先是阻擋姑姑將宋珈安嫁給他,然後竟然與江遷有些這樣不清不楚的關係。
“落斐哥哥說笑了,冇人能真的瞭解我,就算是我自己,也不能。”對上鐘落斐那雙淩厲的眸子,宋知行也是神色淡淡,絲毫不怵。
身後的江遷撓撓頭:不是,他們在說什麼,我怎麼聽不懂。
“知行弟弟,我很期待。”鐘落斐拍拍宋知行的肩膀,笑著瞥了江遷一眼,意味深長。
最後宋知行與江遷的關係會停在何處?
鐘落斐與江遷在平雁城共事那麼多年,對江遷的性子也有所瞭解。
被赤誠又死纏爛打的人苦苦糾纏,不知自己這個嘴硬心軟的弟弟,會作何反應?
宋知行被鐘落斐的目光盯得發毛,先一步與鐘落斐告彆。他轉身欲走,見江遷還愣在原地,他心中有氣,直接給了江遷一肘擊,冷臉道:“還不快走,愣著乾什麼。”
“啊好。”江遷回過神來,反應宋知行打了他,被擊打的地方又是一陣酥麻,又痛又快樂。跟在宋知行身後,頭都要仰到天上去了。
鐘落斐搖搖頭,當局者迷,旁觀者清,自己這個弟弟,怕是爬不出來了,宋知行從小就長的好看,大景又向來葷素不忌,鐘落斐不知為宋知行處理了多少類似的事,他明白宋知行對此事的厭惡。
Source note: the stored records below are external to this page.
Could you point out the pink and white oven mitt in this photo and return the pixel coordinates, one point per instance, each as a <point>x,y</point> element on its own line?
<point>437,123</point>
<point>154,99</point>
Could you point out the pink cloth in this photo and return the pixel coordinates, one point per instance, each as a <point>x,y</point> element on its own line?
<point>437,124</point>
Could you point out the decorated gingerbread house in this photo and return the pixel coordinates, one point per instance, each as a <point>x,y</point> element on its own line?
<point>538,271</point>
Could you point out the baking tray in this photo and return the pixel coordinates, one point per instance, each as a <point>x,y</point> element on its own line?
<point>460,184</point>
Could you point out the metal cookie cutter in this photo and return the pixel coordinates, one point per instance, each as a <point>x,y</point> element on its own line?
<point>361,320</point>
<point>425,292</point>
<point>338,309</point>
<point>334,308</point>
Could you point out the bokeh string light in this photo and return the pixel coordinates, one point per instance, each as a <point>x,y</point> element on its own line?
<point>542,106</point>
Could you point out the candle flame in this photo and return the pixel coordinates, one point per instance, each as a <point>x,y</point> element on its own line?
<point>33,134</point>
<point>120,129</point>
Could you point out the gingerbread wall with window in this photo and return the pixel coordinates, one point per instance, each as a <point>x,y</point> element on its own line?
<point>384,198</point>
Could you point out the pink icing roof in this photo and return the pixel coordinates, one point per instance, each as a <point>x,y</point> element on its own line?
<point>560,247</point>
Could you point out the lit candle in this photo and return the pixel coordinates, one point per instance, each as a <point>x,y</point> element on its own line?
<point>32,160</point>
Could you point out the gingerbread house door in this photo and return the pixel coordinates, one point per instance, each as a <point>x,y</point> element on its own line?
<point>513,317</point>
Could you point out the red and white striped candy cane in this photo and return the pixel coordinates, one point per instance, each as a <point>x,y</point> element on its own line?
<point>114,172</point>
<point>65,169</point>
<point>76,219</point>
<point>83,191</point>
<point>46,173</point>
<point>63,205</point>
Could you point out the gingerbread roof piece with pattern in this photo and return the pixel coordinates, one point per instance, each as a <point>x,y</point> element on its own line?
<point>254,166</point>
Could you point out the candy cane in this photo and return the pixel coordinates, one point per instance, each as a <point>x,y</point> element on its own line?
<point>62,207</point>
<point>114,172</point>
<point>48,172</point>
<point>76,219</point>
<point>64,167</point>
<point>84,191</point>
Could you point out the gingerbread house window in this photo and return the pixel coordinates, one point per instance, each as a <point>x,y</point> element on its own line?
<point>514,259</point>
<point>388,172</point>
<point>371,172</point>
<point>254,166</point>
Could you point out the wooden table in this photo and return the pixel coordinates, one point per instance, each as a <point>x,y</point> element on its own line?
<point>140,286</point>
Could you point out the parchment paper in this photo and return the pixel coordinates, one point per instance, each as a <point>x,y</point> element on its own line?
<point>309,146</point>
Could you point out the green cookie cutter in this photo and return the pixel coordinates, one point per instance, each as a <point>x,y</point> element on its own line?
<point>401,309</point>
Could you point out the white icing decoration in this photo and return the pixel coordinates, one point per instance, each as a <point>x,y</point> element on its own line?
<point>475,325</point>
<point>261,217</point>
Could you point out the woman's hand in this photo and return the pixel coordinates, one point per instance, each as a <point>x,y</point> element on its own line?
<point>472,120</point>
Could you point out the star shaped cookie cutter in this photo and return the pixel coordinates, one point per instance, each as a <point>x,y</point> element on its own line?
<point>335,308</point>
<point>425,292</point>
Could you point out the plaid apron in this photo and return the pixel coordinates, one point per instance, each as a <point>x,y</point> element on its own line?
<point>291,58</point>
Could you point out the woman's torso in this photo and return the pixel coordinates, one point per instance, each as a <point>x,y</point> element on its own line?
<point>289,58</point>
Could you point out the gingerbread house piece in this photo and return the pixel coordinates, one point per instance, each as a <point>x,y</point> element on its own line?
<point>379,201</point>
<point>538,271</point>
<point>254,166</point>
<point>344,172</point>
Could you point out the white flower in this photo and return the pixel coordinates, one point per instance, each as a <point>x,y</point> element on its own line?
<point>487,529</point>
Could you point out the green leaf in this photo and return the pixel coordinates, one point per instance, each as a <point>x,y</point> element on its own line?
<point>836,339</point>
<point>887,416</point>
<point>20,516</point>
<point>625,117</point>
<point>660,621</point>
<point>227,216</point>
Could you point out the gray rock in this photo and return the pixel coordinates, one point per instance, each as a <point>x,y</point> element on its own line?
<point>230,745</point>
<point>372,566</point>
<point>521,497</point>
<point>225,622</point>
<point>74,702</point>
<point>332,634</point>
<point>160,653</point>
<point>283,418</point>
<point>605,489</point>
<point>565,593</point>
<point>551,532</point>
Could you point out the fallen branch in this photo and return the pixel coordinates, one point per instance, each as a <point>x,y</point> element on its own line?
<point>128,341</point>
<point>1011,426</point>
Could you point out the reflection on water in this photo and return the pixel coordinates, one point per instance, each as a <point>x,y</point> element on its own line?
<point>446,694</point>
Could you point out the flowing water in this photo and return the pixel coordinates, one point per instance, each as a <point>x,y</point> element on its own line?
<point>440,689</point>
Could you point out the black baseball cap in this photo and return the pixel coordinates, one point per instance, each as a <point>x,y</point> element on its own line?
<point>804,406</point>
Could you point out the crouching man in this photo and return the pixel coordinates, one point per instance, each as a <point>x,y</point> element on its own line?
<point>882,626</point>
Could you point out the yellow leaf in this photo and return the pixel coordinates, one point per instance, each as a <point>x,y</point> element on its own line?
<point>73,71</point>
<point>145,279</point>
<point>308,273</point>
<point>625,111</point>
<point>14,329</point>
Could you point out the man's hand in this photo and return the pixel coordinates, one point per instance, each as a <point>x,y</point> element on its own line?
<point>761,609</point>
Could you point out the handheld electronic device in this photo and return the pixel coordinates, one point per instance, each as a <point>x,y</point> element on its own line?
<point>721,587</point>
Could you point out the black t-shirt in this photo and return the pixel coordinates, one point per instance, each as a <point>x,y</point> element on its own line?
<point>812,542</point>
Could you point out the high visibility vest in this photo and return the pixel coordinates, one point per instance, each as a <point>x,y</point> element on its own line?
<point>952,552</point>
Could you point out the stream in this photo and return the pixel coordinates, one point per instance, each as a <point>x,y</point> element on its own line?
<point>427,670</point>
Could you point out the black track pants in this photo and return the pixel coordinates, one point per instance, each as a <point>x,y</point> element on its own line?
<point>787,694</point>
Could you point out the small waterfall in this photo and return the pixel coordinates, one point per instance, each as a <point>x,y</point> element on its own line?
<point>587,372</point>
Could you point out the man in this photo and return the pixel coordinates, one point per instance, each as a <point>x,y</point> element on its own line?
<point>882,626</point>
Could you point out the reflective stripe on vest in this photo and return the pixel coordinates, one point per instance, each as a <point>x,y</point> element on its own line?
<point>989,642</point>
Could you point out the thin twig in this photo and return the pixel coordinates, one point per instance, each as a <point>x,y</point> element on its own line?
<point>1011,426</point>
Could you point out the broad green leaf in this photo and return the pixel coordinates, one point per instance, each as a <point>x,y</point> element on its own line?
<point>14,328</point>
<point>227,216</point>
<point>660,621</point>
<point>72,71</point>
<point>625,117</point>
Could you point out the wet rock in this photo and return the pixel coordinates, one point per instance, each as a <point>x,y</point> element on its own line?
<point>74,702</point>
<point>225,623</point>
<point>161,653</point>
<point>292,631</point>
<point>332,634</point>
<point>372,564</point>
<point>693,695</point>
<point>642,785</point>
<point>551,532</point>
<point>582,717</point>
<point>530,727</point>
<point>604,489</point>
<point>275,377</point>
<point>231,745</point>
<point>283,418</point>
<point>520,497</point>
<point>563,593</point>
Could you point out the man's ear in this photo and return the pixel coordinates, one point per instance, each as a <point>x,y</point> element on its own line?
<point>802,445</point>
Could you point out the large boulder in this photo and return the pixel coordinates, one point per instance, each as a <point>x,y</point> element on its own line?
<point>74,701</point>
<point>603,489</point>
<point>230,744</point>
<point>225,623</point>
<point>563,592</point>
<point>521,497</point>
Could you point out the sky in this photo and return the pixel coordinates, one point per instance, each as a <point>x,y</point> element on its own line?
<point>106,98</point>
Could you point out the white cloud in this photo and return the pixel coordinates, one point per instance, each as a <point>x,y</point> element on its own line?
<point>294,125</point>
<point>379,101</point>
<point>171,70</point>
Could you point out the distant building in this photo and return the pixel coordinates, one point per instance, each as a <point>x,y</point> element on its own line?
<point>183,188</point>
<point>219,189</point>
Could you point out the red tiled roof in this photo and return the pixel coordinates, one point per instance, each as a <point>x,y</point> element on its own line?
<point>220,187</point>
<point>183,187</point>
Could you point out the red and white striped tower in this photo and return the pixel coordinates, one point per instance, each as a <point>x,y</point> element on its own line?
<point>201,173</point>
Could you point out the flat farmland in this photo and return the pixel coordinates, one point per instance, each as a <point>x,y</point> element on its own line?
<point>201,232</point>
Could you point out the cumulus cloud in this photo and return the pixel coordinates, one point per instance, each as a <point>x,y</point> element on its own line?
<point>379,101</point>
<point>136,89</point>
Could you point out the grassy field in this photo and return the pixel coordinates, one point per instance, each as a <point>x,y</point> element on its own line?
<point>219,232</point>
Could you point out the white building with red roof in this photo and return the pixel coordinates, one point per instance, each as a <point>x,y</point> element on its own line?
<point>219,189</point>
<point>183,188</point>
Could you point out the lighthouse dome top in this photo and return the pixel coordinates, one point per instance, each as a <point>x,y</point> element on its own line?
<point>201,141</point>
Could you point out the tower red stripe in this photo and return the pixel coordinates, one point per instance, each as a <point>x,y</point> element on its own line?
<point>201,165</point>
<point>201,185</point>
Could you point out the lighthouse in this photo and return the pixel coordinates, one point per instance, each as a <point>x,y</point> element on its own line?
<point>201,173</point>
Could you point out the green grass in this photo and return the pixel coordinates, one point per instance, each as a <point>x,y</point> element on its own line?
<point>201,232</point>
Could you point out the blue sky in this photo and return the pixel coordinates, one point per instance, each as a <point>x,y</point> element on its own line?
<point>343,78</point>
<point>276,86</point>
按理說在江遷顯露出對宋知行的這份心思時,宋知行就應該拍案而起,抽出薑水劍架在江遷脖子上,在他身上開幾個窟窿,再以江家榮辱前程為要挾,疾言厲色,讓江遷歇了這齷齪心思。
那裡會是這般,還陪著人逛燈會?簡直是荒謬至極。
鐘落斐望著前方一黑一白的身影,唇角上揚,看來,是時候在姑姑麵前,上上眼藥了。